The victim was contacted online by a man claiming to be a doctor doing emergency work for the United Nations in Syria.
They had been communicating for around six months, and after a short while he started requesting money claiming that he needed her help to go home to his children.
He assured her that he would “come to England to be with her” when he could.
He initially requested £3,000 which the victim sent to an account in the UK, and on Monday, February 4 2019, he asked for £17,500 to be sent to Ghana.
The victim was about to oblige when she went into her bank branch, but the staff immediately spotted something suspicious and contacted Nottinghamshire Police.
As part of the banking protocol, it was fast tracked through to the fraud team who were able to instantly pick it up and speak with the woman.

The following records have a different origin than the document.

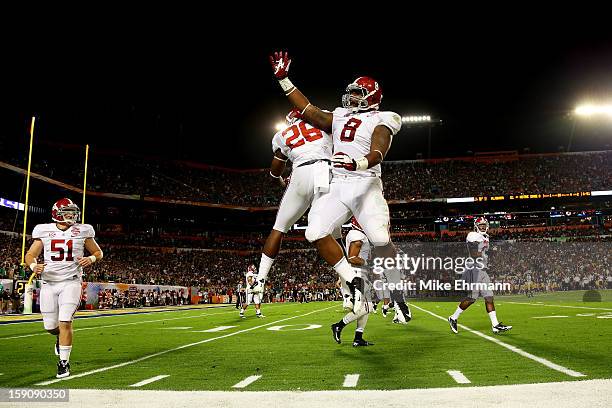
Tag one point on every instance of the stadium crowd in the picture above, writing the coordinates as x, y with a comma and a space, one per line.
402, 180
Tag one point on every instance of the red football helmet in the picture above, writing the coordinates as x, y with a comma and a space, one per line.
356, 224
65, 211
481, 224
369, 94
293, 116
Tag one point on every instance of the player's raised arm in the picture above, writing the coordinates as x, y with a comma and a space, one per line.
32, 256
94, 249
280, 65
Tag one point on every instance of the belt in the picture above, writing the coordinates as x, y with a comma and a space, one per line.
309, 162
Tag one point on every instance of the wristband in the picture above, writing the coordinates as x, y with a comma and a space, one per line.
286, 84
362, 164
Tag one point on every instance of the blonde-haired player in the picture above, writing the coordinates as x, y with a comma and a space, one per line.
63, 243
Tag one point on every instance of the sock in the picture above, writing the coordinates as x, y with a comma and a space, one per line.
359, 334
455, 315
264, 266
361, 323
65, 352
493, 317
345, 270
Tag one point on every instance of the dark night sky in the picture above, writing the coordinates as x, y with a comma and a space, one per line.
209, 95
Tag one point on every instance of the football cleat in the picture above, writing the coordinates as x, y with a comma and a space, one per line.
453, 324
501, 328
361, 343
356, 287
63, 369
384, 311
402, 313
336, 332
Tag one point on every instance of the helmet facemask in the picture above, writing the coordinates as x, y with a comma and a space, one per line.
68, 215
355, 102
481, 226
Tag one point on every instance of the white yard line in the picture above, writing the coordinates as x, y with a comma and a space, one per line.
149, 381
565, 306
247, 381
458, 377
512, 348
99, 370
350, 380
570, 394
106, 326
214, 330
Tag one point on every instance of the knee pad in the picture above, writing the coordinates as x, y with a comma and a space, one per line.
50, 321
66, 312
380, 238
313, 234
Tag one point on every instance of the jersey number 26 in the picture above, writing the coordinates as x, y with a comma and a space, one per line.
301, 134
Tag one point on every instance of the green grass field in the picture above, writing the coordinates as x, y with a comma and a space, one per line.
115, 352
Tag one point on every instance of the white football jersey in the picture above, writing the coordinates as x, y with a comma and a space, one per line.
356, 235
62, 249
301, 142
352, 134
483, 243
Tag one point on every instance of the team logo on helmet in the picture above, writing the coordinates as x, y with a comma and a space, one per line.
293, 116
363, 94
481, 224
66, 212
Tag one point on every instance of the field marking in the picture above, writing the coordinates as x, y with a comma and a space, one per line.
282, 328
568, 394
213, 330
247, 381
566, 306
512, 348
149, 381
350, 380
120, 324
458, 377
99, 370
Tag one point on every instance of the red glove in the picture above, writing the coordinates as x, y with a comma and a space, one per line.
280, 64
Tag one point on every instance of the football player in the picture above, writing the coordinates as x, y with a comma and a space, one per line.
362, 135
478, 244
251, 297
358, 251
63, 243
309, 149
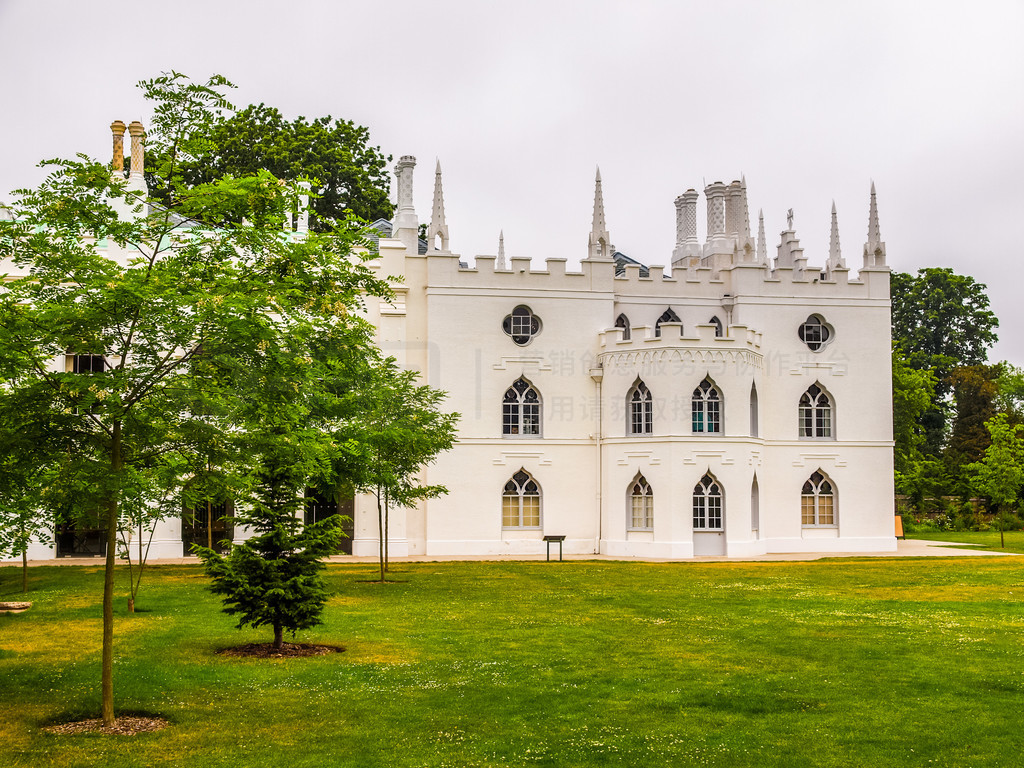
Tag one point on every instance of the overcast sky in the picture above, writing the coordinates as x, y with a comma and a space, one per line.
521, 100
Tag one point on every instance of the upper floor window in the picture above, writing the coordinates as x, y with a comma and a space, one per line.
641, 410
815, 413
707, 408
624, 323
707, 505
521, 325
521, 502
641, 505
815, 333
817, 502
667, 316
521, 410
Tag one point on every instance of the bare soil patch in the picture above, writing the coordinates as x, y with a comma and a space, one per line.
287, 650
123, 726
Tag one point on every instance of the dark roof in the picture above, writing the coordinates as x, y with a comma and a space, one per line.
622, 260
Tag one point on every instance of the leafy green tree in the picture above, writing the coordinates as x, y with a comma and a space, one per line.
146, 292
941, 321
913, 394
974, 395
999, 474
349, 176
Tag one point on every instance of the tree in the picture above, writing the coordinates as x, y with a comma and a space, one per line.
403, 431
999, 474
350, 177
974, 397
940, 321
137, 294
272, 578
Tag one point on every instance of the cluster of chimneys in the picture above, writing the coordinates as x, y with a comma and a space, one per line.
137, 133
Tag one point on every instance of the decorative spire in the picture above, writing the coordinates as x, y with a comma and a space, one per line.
835, 254
599, 245
747, 211
502, 263
875, 249
437, 224
762, 243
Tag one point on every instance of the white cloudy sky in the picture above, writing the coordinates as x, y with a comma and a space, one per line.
520, 100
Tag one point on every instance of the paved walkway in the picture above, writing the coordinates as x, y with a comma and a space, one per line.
904, 548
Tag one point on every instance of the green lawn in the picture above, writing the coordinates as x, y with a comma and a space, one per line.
986, 540
845, 663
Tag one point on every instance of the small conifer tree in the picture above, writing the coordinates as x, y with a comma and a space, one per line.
273, 578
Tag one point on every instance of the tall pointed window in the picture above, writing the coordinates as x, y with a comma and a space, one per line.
667, 316
641, 505
641, 410
707, 409
815, 332
708, 505
817, 502
754, 411
521, 502
815, 413
521, 410
624, 323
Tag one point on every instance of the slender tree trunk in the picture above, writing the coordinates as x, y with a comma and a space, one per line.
380, 529
107, 684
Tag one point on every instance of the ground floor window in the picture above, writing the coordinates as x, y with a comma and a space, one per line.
521, 502
707, 505
817, 502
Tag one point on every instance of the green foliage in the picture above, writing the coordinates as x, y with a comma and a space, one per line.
999, 474
272, 579
199, 301
913, 394
941, 320
349, 176
974, 396
857, 662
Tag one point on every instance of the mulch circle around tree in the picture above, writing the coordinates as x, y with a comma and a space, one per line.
127, 725
287, 650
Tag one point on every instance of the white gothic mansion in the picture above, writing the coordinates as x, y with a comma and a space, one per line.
738, 407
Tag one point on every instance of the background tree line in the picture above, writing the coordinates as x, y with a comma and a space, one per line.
956, 417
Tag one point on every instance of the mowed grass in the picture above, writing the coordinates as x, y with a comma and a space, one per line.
985, 540
835, 663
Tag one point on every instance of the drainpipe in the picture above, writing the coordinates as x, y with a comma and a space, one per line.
597, 374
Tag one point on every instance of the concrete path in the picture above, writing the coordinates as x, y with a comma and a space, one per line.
907, 548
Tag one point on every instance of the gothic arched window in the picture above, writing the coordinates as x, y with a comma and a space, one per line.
707, 505
815, 413
817, 502
707, 408
521, 325
521, 410
521, 502
641, 410
815, 333
667, 316
641, 505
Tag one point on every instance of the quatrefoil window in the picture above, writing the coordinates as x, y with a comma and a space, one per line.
521, 325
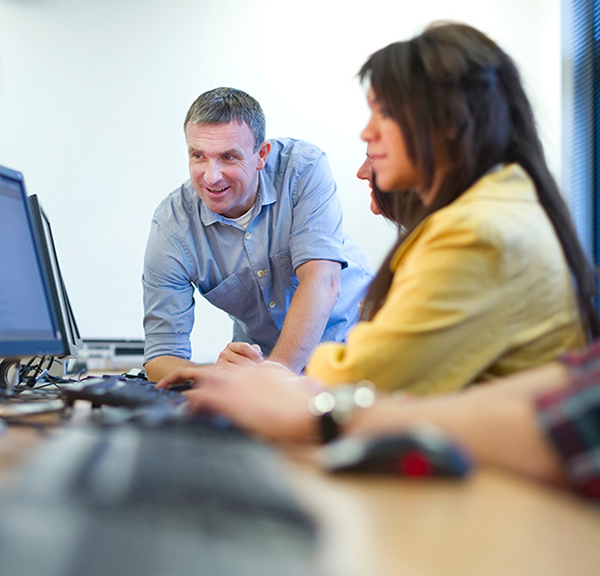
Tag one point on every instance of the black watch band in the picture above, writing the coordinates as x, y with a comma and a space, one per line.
334, 407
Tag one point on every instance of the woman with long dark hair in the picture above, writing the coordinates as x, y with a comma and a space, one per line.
487, 276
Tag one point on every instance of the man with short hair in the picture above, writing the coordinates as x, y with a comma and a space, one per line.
257, 230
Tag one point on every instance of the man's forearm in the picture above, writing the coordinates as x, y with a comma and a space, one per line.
162, 366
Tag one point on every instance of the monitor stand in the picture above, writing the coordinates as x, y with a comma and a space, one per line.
9, 376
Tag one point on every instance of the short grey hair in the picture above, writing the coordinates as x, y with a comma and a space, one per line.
224, 105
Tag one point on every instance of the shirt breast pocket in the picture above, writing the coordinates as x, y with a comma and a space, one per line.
233, 297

She now recognises that it was a fraud and has blocked all communications.
She said: “It’s easy for people to wonder how I could have been conned in this way, but the lengths these people go to to convince you makes it all seem so real.
“I’d built up a relationship with him for six months and had no reason not to believe him.
“I’m much more aware now and off course it all adds up retrospectively. I will be much more sceptical when it comes to anything like this in the future.
“I can only praise the banking protocol and the way the agencies worked together to prevent me losing any more money.
“Although it was a shock, staff at the bank and the officers treated me with the utmost respect and I’m grateful that they intervened.”
The banking protocol, which was established in Nottinghamshire in May 2017, has prevented almost £480,000 in fraud so far in the county.